The new structure will continue to be two campuses and one school – not a junior and senior high.
“I would say nothing could be further from the truth,” responded Findlay to a question whether this is a return to an earlier model. “This is truly a made-in-Salmon Arm solution, how can we meet the needs of our kids from kindergarten to Grade 12.”
Both Reid and MacAulay refer to the notion of a Grade 10-and-a-half. It referred to a student who hadn’t quite passed all the requirements to be at the senior high school, so would get separated from their peer group.
That problem is now solved.
“There’s nothing to stop a student from taking a Grade 10 course in Grade 11, or vice versa. Whether it’s acceleration or deficiency, no one gets separated from their peers,” Findlay explained.
The Jackson campus was built in 1963 and renovations there were completed in 2003. Sullivan was constructed in 1997. The two-campus system was introduced eight years ago in conjunction with the creation of the middle school, which houses grades six through eight.

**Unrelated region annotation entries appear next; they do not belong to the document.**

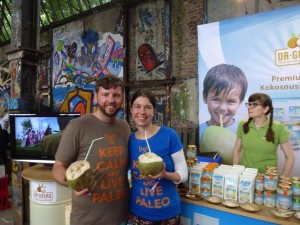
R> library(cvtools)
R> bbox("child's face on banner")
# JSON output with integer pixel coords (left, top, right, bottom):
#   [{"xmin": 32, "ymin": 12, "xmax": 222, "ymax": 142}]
[{"xmin": 203, "ymin": 88, "xmax": 241, "ymax": 127}]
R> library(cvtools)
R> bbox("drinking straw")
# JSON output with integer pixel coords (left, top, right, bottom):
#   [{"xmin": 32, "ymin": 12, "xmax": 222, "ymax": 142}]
[
  {"xmin": 220, "ymin": 114, "xmax": 223, "ymax": 127},
  {"xmin": 84, "ymin": 137, "xmax": 103, "ymax": 161},
  {"xmin": 145, "ymin": 130, "xmax": 151, "ymax": 152}
]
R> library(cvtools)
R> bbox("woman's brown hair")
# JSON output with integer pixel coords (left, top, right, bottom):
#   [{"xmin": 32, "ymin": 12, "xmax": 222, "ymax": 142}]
[{"xmin": 243, "ymin": 93, "xmax": 275, "ymax": 143}]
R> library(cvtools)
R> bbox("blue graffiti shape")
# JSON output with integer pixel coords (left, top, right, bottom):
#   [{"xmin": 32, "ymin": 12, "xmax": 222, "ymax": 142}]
[
  {"xmin": 139, "ymin": 8, "xmax": 155, "ymax": 32},
  {"xmin": 65, "ymin": 42, "xmax": 77, "ymax": 59},
  {"xmin": 77, "ymin": 29, "xmax": 99, "ymax": 67}
]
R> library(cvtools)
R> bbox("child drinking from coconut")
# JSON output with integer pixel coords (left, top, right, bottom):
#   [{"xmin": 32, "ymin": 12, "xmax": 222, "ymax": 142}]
[
  {"xmin": 128, "ymin": 91, "xmax": 188, "ymax": 225},
  {"xmin": 199, "ymin": 64, "xmax": 248, "ymax": 164},
  {"xmin": 199, "ymin": 64, "xmax": 248, "ymax": 139}
]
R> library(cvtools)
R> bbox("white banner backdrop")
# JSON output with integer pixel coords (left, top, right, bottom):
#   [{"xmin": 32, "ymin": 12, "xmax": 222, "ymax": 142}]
[{"xmin": 198, "ymin": 6, "xmax": 300, "ymax": 176}]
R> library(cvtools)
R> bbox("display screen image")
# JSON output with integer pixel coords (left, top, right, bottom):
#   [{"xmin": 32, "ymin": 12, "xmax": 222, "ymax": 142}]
[{"xmin": 10, "ymin": 114, "xmax": 80, "ymax": 162}]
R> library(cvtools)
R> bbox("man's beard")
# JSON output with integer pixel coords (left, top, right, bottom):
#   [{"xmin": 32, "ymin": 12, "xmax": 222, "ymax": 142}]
[{"xmin": 97, "ymin": 102, "xmax": 120, "ymax": 118}]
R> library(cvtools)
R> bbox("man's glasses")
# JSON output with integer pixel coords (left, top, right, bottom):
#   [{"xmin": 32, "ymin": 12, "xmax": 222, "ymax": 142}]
[{"xmin": 245, "ymin": 102, "xmax": 260, "ymax": 108}]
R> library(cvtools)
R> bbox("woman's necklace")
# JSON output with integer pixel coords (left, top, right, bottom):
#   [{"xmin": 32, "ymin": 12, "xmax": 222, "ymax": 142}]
[{"xmin": 137, "ymin": 124, "xmax": 156, "ymax": 139}]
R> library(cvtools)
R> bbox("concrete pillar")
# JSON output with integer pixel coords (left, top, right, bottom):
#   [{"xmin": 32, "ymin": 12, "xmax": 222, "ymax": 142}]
[{"xmin": 6, "ymin": 0, "xmax": 42, "ymax": 112}]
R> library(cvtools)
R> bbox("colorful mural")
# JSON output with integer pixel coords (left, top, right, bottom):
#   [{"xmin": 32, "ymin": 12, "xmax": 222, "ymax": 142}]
[
  {"xmin": 134, "ymin": 1, "xmax": 170, "ymax": 80},
  {"xmin": 52, "ymin": 21, "xmax": 125, "ymax": 114}
]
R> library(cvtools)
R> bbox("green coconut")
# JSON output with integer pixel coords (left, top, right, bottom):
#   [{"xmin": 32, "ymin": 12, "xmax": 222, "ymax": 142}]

Although the Jackson building is less modern than Sullivan, Findlay said students’ ideas for change have been and will be incorporated.
From now until spring break, ‘innovation councils’ at both campuses will be looking at ways to introduce new ideas.
The double-block system received positive feedback during the restructuring process, so one possibility among many could be to offer some two-block classes, Findlay said.
“I can’t stress enough how much people have been looking forward to this stage, because it’s about learning and about what’s best for students. And that’s just invigorating for the entire system.”